Ever since 1948, James J. O'Leary has been engaged in something of an arcane art. Each year he makes up detailed tables projecting the demand and supply of credit. Probably fewer than half a dozen people go to that trouble in the United States. The basic point of this laborious exercise is to predict the future of interest rates.

Last year Dr. O'Leary, formerly vice-chairman of United States Trust Company of New York and now an economic consultant to that money-managing firm, figures he was ``batting a thousand.'' He held that interest rates would fall in the second half, and they did. That was based on the theory that the boost in rates during the first half would slow the economy, which it did.

Looking at this year, O'Leary offers these relatively cheery predictions:

1. ``Although total demand for credit in 1985 will remain high, it will not place the credit markets under the severe strains experienced during the first six months of 1984.''

In other words, despite the massive budget deficit, there will not be a ``credit crunch.''

2. The decline in interest rates in the second half of 1984 ``has bottomed out or is close to doing so.''

``My expectation is that both short- and long-term rates will remain near current levels through the early spring before beginning to rise gradually and moderately in the second half of the year as the rate of economic growth strengthens somewhat and the inflation rate rises moderately.''

3. Interest rates won't bounce around sharply as they have in recent years. He is expecting the three-month Treasury bill rate to move in the range of 7.5 to 9 percent and the 30-year Treasury bond in a range of 11.5 to 12.5 percent.

Dr. O'Leary figures the US credit markets will raise a total of $743.5 billion this year, boosting total debt outstanding by 10.5 percent. That's a bit down from an estimated $796.7 billion in new borrowings last year. The 1985 figure breaks down this way: The federal government will raise $193 billion; state and local governments, $30.5 billion; corporations, $30.5 billion; home mortgages, $128 billion; multifamily residential (apartments) mortgages, $15 billion; commercial mortgages, $51 billion; farm mortgages, $2 billion; consumer credit, $68 billion; and so on.

Making credit market predictions is a hazardous occupation. O'Leary admits he hasn't always been right. It hangs on first getting a reasonably accurate forecast of the fate of the economy. Then you have to make some assumptions as to where money will flow from and flow to. How much money will be advanced by households, corporations, state and local governments, foreigners, commercial banks, savings-and-loan associations, mutual savings banks, credit unions, life insurance companies, private pension funds, finance companies, and so on? Who will borrow how much of that money?

Demand and supply for credit always balance in such national bookkeeping calculations. But just as the demand and supply for copper, for instance, affects its price, trends in the demand and supply for credit affect its price -- the interest rate.

Most economists use less complicated techniques for predicting interest rates, looking at such broad numbers as money aggregates, forecasts of national output and inflation rates, and international flows of money. They believe they do just as well in their forecasts without breaking out supply and demand for credit in detail.

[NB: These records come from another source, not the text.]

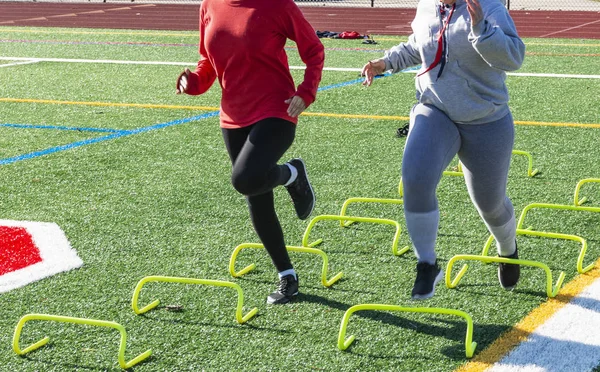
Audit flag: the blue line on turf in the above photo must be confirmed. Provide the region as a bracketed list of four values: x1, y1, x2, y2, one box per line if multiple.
[0, 111, 219, 165]
[0, 123, 123, 133]
[0, 67, 418, 165]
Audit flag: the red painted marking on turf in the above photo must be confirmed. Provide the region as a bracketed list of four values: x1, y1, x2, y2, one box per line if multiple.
[0, 226, 42, 275]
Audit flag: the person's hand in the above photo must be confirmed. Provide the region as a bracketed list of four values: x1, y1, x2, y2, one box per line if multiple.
[467, 0, 483, 27]
[177, 68, 192, 94]
[285, 96, 306, 118]
[360, 59, 385, 87]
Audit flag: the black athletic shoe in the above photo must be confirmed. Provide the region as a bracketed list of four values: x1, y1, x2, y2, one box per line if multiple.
[286, 158, 315, 220]
[412, 261, 443, 300]
[267, 274, 298, 305]
[498, 243, 521, 290]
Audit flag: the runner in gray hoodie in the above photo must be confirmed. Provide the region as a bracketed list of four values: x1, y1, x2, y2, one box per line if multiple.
[362, 0, 525, 299]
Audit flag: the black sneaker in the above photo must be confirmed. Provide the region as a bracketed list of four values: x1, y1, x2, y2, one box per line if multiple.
[286, 158, 315, 220]
[498, 242, 521, 290]
[267, 274, 298, 305]
[412, 261, 443, 300]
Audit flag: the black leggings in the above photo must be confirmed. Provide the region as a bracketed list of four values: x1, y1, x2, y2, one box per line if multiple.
[222, 118, 296, 272]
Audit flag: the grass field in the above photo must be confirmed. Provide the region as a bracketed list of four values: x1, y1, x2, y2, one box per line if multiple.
[0, 27, 600, 372]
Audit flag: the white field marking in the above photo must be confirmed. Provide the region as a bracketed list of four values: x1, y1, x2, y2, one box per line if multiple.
[0, 220, 83, 293]
[0, 57, 600, 79]
[486, 279, 600, 372]
[0, 59, 39, 68]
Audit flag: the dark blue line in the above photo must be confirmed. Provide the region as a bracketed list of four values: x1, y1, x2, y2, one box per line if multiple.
[0, 69, 418, 165]
[0, 111, 219, 165]
[0, 123, 122, 133]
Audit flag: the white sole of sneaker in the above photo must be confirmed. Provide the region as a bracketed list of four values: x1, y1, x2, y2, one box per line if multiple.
[412, 270, 444, 300]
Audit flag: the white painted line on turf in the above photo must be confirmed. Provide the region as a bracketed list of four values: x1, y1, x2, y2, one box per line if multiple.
[486, 279, 600, 372]
[0, 57, 600, 79]
[0, 59, 39, 68]
[0, 220, 83, 293]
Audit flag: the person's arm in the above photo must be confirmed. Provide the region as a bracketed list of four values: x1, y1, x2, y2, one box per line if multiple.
[467, 0, 525, 71]
[282, 1, 325, 108]
[177, 10, 217, 95]
[382, 34, 422, 73]
[361, 34, 421, 86]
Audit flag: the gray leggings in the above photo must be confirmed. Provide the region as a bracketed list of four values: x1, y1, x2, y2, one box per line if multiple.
[402, 104, 516, 261]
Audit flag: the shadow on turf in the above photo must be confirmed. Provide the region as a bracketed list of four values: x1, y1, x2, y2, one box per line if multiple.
[139, 308, 290, 334]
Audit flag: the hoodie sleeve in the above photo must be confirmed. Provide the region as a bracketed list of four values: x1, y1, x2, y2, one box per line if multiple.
[469, 5, 525, 71]
[383, 34, 421, 73]
[283, 1, 325, 107]
[186, 8, 217, 96]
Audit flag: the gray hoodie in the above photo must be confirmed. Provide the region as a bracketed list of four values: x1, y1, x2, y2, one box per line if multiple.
[383, 0, 525, 124]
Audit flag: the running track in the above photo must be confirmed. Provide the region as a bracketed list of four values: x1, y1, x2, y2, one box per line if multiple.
[0, 1, 600, 39]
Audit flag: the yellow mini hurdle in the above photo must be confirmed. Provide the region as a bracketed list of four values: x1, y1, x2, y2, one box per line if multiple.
[229, 243, 344, 287]
[302, 214, 410, 256]
[446, 254, 565, 298]
[13, 314, 152, 369]
[337, 304, 477, 358]
[481, 228, 594, 274]
[131, 276, 258, 324]
[573, 178, 600, 206]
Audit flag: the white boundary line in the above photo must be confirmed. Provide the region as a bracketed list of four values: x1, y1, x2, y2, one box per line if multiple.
[0, 220, 83, 293]
[486, 279, 600, 372]
[0, 57, 600, 79]
[0, 59, 39, 68]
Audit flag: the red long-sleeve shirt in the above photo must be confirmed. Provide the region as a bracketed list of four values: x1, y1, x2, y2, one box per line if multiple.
[186, 0, 325, 128]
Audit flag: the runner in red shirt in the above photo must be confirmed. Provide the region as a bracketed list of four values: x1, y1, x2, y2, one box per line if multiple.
[177, 0, 325, 304]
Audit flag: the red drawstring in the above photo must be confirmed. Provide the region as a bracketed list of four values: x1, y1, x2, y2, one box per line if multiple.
[417, 3, 456, 77]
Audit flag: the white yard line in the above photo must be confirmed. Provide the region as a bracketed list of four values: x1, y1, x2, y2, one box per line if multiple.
[0, 59, 39, 68]
[0, 57, 600, 79]
[486, 279, 600, 372]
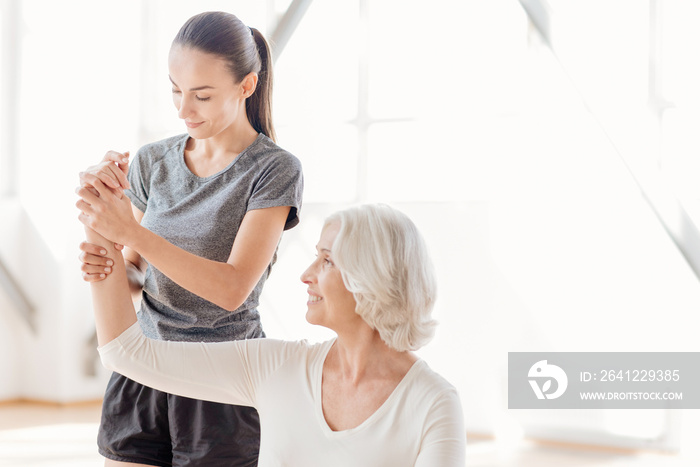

One of the few who go to that detailed trouble is Henry Kaufman, a renowned economist at Salomon Brothers, the Wall Street brokerage house. Last year Dr. Kaufman forecast rising interest rates in the second half. He was wrong. Kaufman argued that the economy was less sensitive to high interest rates than it used to be. That may be somewhat the case. But housing still slowed.

Always a gentleman, O'Leary pointed out that Kaufman was right in 1980 when he predicted sharply higher interest rates in the second half of that year -- at a time when most economists were saying the opposite. Kaufman's forecast for this year also calls for rising interest rates.

Dr. O'Leary, in an interview, emphasized that his interest rate forecasts hang on his economic assumptions. If the gross national product -- the nation's output of goods and services -- rises much faster than the 2.5 percent rate he has forecast, the demand for credit will be greater and interest rates higher, he cautions. The Federal Reserve System would probably tighten the supply of money to the economy for fear of accelerating inflation.

Similarly, if a ``sharp and sustained drop'' in the foreign-exchange value of the dollar, which he does not expect, produced a significant net outflow of capital to other countries, that would trim the supply of funds in this country and put interest rates higher.

On the other side, ``should the administration and Congress agree on a more impressive federal deficit reduction program than expected, the psychological effect could be to hold down and possibly further reduce the real rate on longer-term obligations,'' O'Leary says.

``So,'' he concludes, ``there are good reasons for being uncertain about the outlook for interest rates.'' That's a good hedge to make, considering the problem economists have had in predicting interest rates in recent years.